■ 先日読んだ内田 樹さんと三砂ちづるさんの対談集『身体知 カラダをちゃんと使うと幸せがやってくる』講談社+α文庫で、いちばん最初の母子経験がコミュニケーション能力と大いに関係しているという三砂さんの指摘は至極もっともだと思った。
三砂さんはこの指摘に続けて**言語化される以前の受容の感覚、自分の思いが相手に伝わっている、という安心感が必要なのだと思います。**と語っている。
まだ言葉を発することができない赤ちゃんは泣くことで気持ち、して欲しいことを伝えようとする。母親は泣き声(泣き方)で母乳(ミルク)が欲しいのか、おむつを替えて欲しいのか判断しなくてはならない。そのためには赤ちゃんに自分の気持ちを同調させることが必要だ。そして赤ちゃんの気持ちを代弁して言葉を発しなくてはならない。(うん、わかる、わかる。私はあなたの気持がよくわかりますよ~。
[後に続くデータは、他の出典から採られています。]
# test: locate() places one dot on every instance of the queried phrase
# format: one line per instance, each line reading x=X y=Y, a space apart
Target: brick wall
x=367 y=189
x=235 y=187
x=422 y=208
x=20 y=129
) 「おっぱいが欲しいんだよね~」、「おむつを替えて欲しいんだよね」というように・・・。
そうすることで、赤ちゃんは、この人(母親)は私の気持ち、して欲しいことをちゃんとわかってくれている、と思うのだ。
今乳児を育てているお母さんたちは母乳(ミルク)を与える時やおむつを替える時に赤ちゃんの気持ちを代弁する言葉をちゃんと発しているだろうか・・・。終始無言でおむつを替えたりはしていないだろうか。
お袋が、転んで泣いている幼い孫に向かって「お~お~ 痛かった、痛かったね~」と声をかけて抱き起していたこと、離乳食を食べさせながら「おいしい、おいしい」などと声を出していたことを思い出す。そう、幼い子に自分の気持ちを同調させて言葉を発していたことを。
もし今もお袋が元気でいてひ孫と接していたら、きっと泣き声に「お腹が空いたね~、おっぱい欲しいね~」とか「うんちで、おしりが気持ちわるいね~」とかなんとか、いろんな言葉をかけるだろう・・・。